Pierre Vignon est d’ailleurs bien conscient que les partisans de la réforme, à cause de la contestation traditionnelle, sont toujours sur la défensive. Il est même très plaisant de constater que toute la fin de son article est, quoi qu’il en ait, un constat d’échec dans lequel il reprend des airs bien connus : « Les tenants de la réforme liturgique ont souvent exagéré dans leur façon de la mettre en œuvre. […] Pour ma part, ne n’ai jamais été contre l’emploi du latin et du chant grégorien quand il s’agit de chefs-d’œuvre. […] Qui pourrait être contre une célébration plus soignée en qualité avec davantage de silence et d’esthétique liturgique ? Sommes-nous si sûrs de mettre authentiquement en œuvre la réforme liturgique voulue par le Concile Vatican II ? Ne cédons-nous pas trop souvent à la facilité, voire à la médiocrité ? ». Etc. Oui, c’est dans Golias que ces choses sont dites, Golias obligé de lâcher du lest et… de rejoindre finalement les thèmes qui ont fait le succès de la communauté de Jean-François Guérin !

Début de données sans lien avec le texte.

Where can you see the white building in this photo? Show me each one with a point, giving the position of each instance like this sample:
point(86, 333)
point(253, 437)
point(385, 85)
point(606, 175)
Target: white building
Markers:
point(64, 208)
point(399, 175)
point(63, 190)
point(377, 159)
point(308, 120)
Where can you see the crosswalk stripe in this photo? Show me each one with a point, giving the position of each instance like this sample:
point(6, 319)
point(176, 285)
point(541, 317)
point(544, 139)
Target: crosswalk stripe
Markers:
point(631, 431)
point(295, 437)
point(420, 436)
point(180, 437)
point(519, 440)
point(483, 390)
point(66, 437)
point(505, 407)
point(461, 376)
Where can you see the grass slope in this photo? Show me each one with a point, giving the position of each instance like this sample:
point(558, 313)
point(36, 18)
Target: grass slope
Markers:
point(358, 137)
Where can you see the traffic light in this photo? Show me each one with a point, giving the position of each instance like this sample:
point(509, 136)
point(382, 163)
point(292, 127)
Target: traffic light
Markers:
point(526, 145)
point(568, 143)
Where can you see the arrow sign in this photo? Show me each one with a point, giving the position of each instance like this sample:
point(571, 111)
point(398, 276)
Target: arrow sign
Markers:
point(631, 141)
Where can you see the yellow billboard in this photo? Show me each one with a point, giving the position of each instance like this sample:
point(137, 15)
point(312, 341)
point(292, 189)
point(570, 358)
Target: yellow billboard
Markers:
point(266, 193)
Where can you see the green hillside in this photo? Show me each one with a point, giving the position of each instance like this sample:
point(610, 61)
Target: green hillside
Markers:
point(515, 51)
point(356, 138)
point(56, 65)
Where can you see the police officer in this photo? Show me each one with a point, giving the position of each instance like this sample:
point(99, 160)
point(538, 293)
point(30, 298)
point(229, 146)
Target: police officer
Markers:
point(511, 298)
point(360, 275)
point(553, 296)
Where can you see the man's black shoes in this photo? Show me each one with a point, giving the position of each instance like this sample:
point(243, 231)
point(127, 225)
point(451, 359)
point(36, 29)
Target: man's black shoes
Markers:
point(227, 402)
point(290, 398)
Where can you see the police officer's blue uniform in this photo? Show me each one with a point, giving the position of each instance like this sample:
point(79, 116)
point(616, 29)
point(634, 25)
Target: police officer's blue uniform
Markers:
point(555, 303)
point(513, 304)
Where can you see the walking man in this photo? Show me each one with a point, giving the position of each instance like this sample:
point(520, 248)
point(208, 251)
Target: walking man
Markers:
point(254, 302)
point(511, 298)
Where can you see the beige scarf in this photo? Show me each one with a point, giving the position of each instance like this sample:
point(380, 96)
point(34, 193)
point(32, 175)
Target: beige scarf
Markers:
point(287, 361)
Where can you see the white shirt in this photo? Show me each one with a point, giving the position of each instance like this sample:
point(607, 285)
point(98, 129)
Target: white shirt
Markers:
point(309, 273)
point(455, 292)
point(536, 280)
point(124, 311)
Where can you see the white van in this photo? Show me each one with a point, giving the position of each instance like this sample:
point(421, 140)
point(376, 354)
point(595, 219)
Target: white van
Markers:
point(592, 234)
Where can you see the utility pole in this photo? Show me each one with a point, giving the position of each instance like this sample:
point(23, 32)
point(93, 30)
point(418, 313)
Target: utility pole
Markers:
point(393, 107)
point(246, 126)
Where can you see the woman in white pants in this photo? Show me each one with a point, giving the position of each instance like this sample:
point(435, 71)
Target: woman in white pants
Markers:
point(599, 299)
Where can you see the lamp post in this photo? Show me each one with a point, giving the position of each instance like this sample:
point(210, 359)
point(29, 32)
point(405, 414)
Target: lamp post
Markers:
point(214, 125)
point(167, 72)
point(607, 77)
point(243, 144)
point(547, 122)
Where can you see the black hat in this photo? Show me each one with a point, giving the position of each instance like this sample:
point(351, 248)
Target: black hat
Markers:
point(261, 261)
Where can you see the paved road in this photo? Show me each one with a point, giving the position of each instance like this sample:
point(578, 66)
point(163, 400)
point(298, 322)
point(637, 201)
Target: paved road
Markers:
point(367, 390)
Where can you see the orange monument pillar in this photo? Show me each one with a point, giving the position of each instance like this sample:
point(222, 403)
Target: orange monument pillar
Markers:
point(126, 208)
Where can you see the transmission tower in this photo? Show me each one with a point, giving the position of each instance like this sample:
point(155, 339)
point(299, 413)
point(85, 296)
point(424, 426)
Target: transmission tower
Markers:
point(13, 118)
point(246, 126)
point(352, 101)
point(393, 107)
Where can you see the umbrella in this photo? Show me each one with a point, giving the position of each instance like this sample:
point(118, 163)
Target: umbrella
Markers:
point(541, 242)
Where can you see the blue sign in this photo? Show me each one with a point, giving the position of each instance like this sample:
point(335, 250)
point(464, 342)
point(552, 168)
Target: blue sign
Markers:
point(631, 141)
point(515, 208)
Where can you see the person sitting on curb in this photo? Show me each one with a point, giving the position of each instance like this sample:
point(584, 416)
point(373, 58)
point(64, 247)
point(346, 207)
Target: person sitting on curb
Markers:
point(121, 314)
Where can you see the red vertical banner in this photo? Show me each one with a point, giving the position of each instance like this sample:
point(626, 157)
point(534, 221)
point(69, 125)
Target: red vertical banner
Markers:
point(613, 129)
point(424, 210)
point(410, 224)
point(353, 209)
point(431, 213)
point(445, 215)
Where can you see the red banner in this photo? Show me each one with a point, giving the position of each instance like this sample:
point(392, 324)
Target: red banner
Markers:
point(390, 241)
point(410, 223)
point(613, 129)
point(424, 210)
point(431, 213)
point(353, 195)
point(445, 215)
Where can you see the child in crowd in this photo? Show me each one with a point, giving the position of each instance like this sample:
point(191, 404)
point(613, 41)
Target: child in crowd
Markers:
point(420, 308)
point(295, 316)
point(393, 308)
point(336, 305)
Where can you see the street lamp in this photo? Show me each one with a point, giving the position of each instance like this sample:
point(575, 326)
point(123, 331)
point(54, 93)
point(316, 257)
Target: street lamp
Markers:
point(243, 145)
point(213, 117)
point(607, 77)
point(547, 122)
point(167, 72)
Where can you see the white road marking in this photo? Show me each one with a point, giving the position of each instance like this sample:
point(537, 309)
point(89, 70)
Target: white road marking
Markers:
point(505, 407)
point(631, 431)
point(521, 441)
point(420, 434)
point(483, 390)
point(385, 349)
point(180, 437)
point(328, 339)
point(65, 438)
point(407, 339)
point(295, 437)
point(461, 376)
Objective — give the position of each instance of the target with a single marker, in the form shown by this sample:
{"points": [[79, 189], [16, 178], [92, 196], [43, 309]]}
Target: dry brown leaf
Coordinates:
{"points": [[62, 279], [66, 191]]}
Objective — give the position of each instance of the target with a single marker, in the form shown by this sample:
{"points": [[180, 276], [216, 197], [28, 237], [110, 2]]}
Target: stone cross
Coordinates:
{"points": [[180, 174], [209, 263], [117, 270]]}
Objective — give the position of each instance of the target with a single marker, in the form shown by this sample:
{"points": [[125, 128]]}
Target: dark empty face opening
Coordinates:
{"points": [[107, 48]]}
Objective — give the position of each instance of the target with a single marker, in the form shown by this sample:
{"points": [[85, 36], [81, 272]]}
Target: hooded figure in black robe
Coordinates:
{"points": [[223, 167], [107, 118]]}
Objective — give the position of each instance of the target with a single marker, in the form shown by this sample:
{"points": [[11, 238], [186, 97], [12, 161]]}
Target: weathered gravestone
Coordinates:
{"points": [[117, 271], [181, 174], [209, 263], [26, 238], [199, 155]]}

La démarche de Pierre Vignon prouve la grande détresse de la gauche catholique, qui en vient à se recentrer liturgiquement en direction du « juste milieu ». Sauf que c’est en vain qu’on saupoudre la nouvelle liturgie de latin, qu’on l’assaisonne de « dignité » et qu’on l’enveloppe de splendides vêtements de soie. La déficience de fond n’en apparaît que plus cruellement et cette évolution vers une plus belle liturgie habillant magnifiquement le missel de Bugnini fait penser, qu’on nous pardonne ce trait polémique, à l’impeccable liturgie de la Haute Eglise anglicane qui recouvre l’indigent Livre de la prière commune de Cranmer. C’est qu’en réalité, on tourne en rond depuis cinquante ans qu’on cherche la recette pour enfin « bien appliquer » le Concile et la réforme liturgique, en imitant un peu, pas trop cependant, ce que font les traditionnels. Quant à eux, ils font de la liturgie traditionnelle, pierre qu’ont rejetée les démolisseurs pour qui elle est une pierre d’achoppement, la pierre d’angle de la reconstruction future.